### October 10th, 2018

# ↳ Significance-testing

## Who cares about stopping rules?

## Can you bias a coin?

*Challenge:* Take a coin out of your pocket. Unless you own some exotic currency, your coin is fair: it's equally likely to land heads as tails when flipped. Your challenge is to modify the coin somehow—by sticking putty on one side, say, or bending it—so that the coin becomes biased, one way or the other. Try it!
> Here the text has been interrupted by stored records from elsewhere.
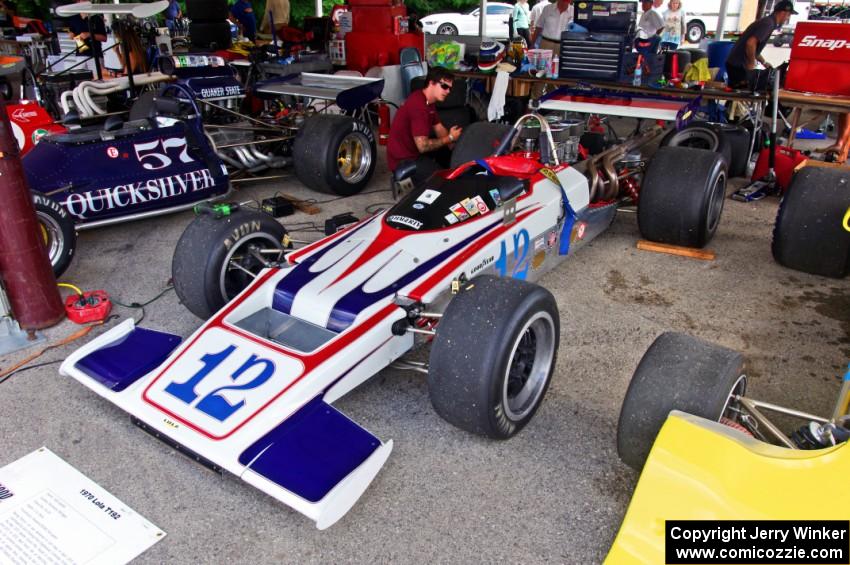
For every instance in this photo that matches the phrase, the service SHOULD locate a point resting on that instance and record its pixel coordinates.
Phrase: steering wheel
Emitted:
(183, 94)
(548, 154)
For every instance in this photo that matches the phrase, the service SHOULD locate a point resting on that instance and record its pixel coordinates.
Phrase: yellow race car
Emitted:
(709, 452)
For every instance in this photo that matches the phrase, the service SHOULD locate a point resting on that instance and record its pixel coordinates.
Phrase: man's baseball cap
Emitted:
(785, 6)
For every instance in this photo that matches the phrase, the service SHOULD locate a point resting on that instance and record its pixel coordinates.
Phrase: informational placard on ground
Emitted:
(52, 513)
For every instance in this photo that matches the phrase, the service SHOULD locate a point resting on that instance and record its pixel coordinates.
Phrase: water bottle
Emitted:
(638, 73)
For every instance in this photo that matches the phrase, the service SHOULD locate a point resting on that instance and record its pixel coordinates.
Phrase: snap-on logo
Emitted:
(831, 44)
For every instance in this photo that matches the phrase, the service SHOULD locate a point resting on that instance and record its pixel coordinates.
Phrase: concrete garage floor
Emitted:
(555, 493)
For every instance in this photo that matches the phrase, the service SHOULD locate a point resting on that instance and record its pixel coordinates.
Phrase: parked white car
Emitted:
(456, 23)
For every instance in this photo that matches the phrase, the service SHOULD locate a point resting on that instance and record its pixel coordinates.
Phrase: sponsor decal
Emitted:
(470, 206)
(38, 134)
(221, 91)
(23, 115)
(578, 231)
(481, 205)
(81, 204)
(428, 196)
(459, 211)
(538, 259)
(497, 198)
(482, 265)
(404, 220)
(831, 44)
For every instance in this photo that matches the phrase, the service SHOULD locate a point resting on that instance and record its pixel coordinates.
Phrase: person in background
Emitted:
(650, 25)
(521, 20)
(279, 10)
(172, 14)
(417, 134)
(747, 50)
(83, 27)
(554, 20)
(535, 17)
(243, 13)
(673, 33)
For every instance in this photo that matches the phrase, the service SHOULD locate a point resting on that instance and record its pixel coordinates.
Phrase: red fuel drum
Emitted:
(820, 59)
(24, 265)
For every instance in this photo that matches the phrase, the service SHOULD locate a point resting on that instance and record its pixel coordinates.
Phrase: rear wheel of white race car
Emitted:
(335, 154)
(677, 372)
(493, 356)
(681, 196)
(57, 232)
(217, 258)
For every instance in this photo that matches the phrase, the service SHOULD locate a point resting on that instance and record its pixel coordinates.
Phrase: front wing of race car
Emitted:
(703, 470)
(274, 431)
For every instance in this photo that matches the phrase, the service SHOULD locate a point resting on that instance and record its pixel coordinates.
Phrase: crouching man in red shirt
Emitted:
(417, 133)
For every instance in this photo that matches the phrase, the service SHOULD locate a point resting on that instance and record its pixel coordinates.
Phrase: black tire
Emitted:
(808, 235)
(677, 372)
(681, 196)
(477, 141)
(199, 267)
(695, 32)
(57, 231)
(210, 35)
(207, 10)
(335, 154)
(446, 29)
(738, 139)
(700, 135)
(493, 356)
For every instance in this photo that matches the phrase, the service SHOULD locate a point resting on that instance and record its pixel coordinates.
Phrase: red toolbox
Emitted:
(820, 59)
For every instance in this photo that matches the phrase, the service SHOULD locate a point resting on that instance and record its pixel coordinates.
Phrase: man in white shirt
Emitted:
(536, 11)
(651, 21)
(552, 21)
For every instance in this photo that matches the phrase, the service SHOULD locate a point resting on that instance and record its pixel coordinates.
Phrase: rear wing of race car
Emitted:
(316, 460)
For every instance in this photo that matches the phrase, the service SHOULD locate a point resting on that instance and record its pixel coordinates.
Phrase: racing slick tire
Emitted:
(682, 196)
(700, 135)
(477, 141)
(57, 231)
(738, 138)
(335, 154)
(677, 372)
(208, 262)
(493, 355)
(809, 235)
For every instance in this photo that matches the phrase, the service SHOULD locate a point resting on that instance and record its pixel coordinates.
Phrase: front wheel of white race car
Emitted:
(217, 258)
(493, 356)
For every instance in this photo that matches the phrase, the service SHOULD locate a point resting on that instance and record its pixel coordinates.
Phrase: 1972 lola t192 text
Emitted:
(289, 332)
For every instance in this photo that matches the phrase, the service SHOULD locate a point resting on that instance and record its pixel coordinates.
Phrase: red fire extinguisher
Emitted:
(383, 123)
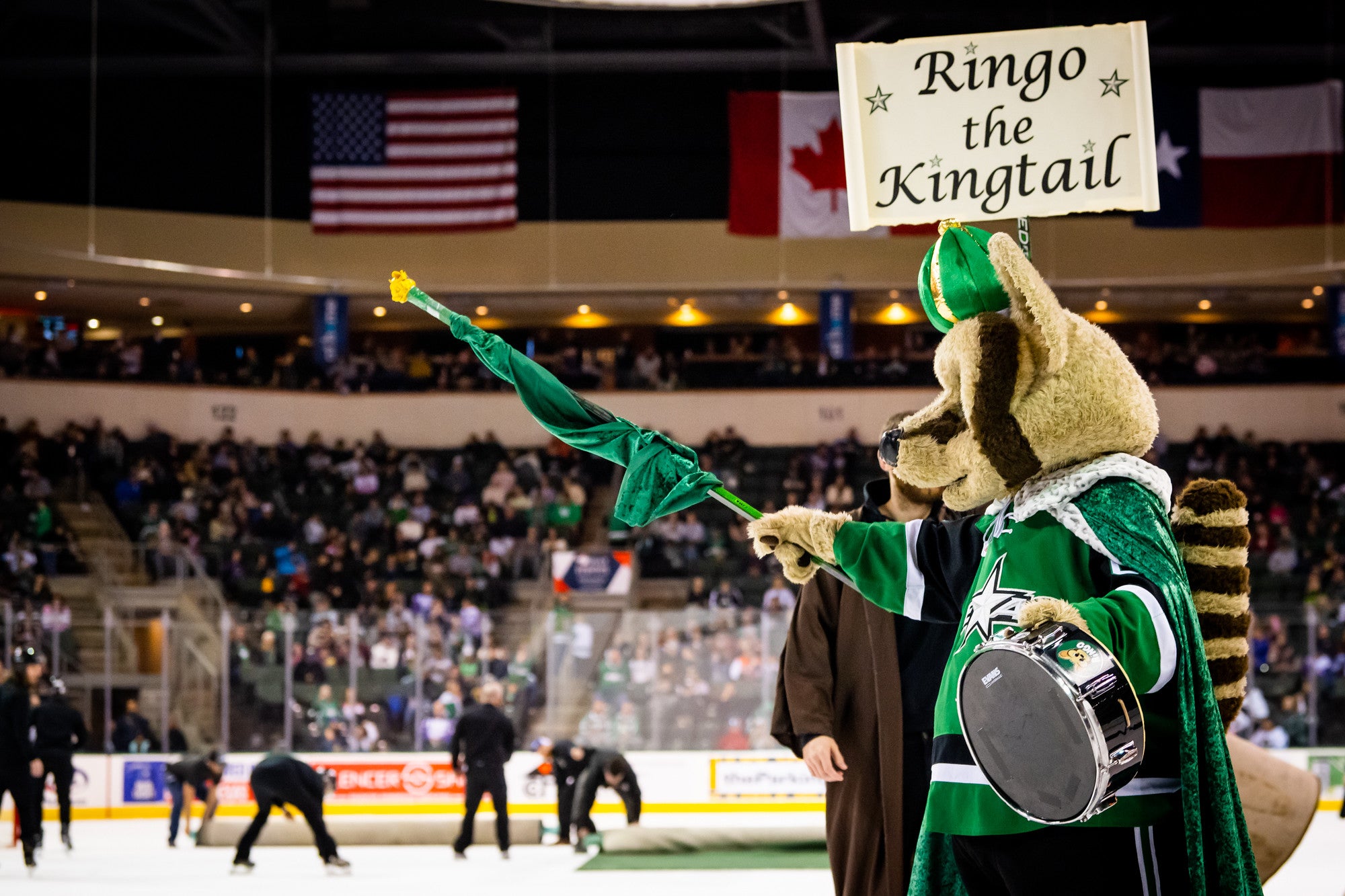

How should you check whether you managed to bias your coin? Well, it will surely involve flipping it repeatedly and observing the outcome, a sequence of h's and t's. That much is obvious. But what's not obvious is where to go from there. For one thing, any outcome whatsoever is consistent both with the coin's being fair and with its being biased. (After all, it's possible, even if not probable, for a fair coin to land heads every time you flip it, or a biased coin to land heads just as often as tails.) So no outcome is decisive. Worse than that, on the assumption that the coin is fair any two sequences of h's and t's (of the same length) are equally likely. So how could one sequence tell against the coin's being fair and another not?

We face problems like these whenever we need to evaluate a probabilistic hypothesis. Since probabilistic hypotheses come up everywhere—from polling to genetics, from climate change to drug testing, from sports analytics to statistical mechanics—the problems are pressing.

Enter significance testing, an extremely popular method of evaluating probabilistic hypotheses. Scientific journals are littered with reports of significance tests; almost any introductory statistics course will teach the method. It's so popular that the jargon of significance testing—null hypothesis, $p$-value, statistical significance—has entered common parlance.